Sécheresse estivale : jusqu'à quand semer des couverts avec légumineuses ?
Au 20 août, il n’est plus agronomiquement justifié de semer des légumineuses, à une exception près.
Face à l’envolée du prix des engrais azotés, les couverts de légumineuses constituent un bon moyen d’en économiser. Une bonne idée mise à mal les étés secs comme cette année. Pour que des couverts lèvent, il faut compter a minima 25 mm d’eau tombée sur un sol très sec pour que des couverts lèvent.
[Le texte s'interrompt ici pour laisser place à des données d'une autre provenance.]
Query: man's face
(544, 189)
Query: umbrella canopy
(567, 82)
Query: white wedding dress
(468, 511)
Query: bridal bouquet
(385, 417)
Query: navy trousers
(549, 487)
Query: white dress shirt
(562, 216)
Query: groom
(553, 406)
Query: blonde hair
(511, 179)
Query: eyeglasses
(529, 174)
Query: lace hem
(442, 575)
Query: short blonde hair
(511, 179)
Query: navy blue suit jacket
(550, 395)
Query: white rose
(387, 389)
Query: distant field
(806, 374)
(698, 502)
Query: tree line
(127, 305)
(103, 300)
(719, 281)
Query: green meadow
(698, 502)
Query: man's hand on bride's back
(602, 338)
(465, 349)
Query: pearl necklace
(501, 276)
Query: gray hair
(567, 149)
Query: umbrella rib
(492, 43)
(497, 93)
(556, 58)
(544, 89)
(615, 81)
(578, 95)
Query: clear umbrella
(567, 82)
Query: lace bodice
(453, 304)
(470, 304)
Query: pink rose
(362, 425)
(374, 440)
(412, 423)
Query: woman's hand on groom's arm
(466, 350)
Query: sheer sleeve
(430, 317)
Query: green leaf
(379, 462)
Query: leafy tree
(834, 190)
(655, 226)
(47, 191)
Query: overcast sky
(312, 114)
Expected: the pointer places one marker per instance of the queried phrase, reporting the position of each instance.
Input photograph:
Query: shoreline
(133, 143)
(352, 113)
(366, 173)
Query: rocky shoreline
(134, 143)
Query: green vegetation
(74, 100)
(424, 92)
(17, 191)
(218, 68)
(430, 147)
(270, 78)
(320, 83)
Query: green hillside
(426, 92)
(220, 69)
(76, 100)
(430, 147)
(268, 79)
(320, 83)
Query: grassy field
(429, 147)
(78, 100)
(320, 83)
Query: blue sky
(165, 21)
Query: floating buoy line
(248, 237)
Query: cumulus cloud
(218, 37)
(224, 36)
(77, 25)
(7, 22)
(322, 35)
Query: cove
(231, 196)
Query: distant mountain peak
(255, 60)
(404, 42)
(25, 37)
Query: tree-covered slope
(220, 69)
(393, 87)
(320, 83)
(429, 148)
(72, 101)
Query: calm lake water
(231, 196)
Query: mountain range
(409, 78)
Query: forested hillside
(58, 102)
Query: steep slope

Les couverts avec légumineuses se sèment généralement avant le 15 août
Les légumineuses doivent être semées avant le 15-20 août pour obtenir un développement significatif avant l’arrivée de l’hiver.
Il en est de même pour les espèces fortement gélives, comme le tournesol ou le niger. Dans la majorité des situations, où les couverts sont détruits entre novembre et février, semer fin août des associations d’espèces incluant des légumineuses prévues post-moisson n’est ni techniquement justifié, ni économiquement rentable. Dans la mesure du possible, mieux vaut envisager un couvert moins coûteux et vigoureux, et le semer après une quantité d’eau significative. Les crucifères (moutardes et radis) sont de très bons candidats pour des semis de fin août-début septembre. La phacélie, le seigle ou l’avoine gardent de l’intérêt à ce jour.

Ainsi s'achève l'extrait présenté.